A propósito de la Cuarta.

Tengo una amiga especial a quien no le gusta Mahler. Dice que, después de Bach, Haydn y Mozart, ya no hay música, sino ruido.  Las emociones más puras no precisan de ruido, sino de silencios entre los que deslizar el sonido armónico sin necesidad de excesivas peculiaridades instrumentales. Si acaso, el adagietto, tantas veces escuchado, puede resultar excelso.
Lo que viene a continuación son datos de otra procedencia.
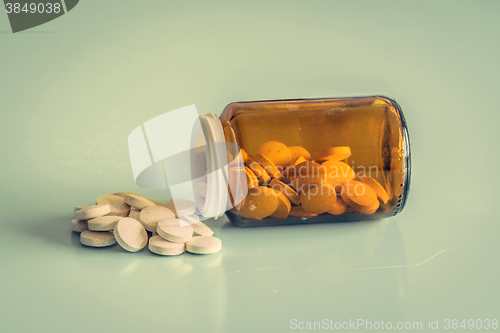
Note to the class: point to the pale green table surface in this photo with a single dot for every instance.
(74, 88)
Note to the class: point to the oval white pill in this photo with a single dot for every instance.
(204, 245)
(171, 230)
(130, 234)
(150, 216)
(123, 194)
(163, 247)
(116, 204)
(138, 202)
(201, 229)
(91, 212)
(97, 238)
(183, 206)
(156, 202)
(103, 223)
(79, 225)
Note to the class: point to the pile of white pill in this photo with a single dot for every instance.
(125, 218)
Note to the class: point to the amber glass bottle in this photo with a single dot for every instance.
(366, 137)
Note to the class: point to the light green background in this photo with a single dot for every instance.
(74, 88)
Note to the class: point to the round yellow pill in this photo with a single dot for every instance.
(277, 152)
(260, 202)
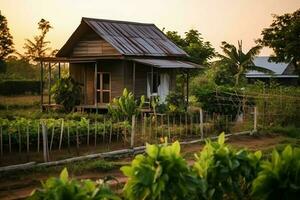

Si por ella fuera, el Mahler, monstruoso, revolucionario e innovador continuaría sumido en el ostracismo y la repulsa por su rebeldía anticartesiana, por su cosmos caótico y, quizás,  hasta por su judaísmo. También el nazismo contribuyó a su anatema. ¿Para qué un mundo nuevo musical, cuando en música todo estaba dicho? Debió de entenderlo, remachó mi amiga, al constatar que era preterido en la Viena coetánea frente a Richard Strauss. Mejor director de orquesta que compositor.
Tenía tantas cosas que rebatirle a mi amiga que preferí callar. Ni siquiera preguntarle si le gustaba el jazz. Ya sabía su respuesta. Hay muchas maneras de expresar de manera venturosa las emociones. “Nihil novum sub sole”, diría mi amiga, pero hay tantas maneras de ver lo inmemorial, que resulta  muchas veces hermosamente nuevo. Además, ¿desde cuándo no hay nada nuevo?
Eso pensaba al abandonar el Palau de la Música el pasado día trece después de escuchar la Cuarta Sinfonía de Mahler.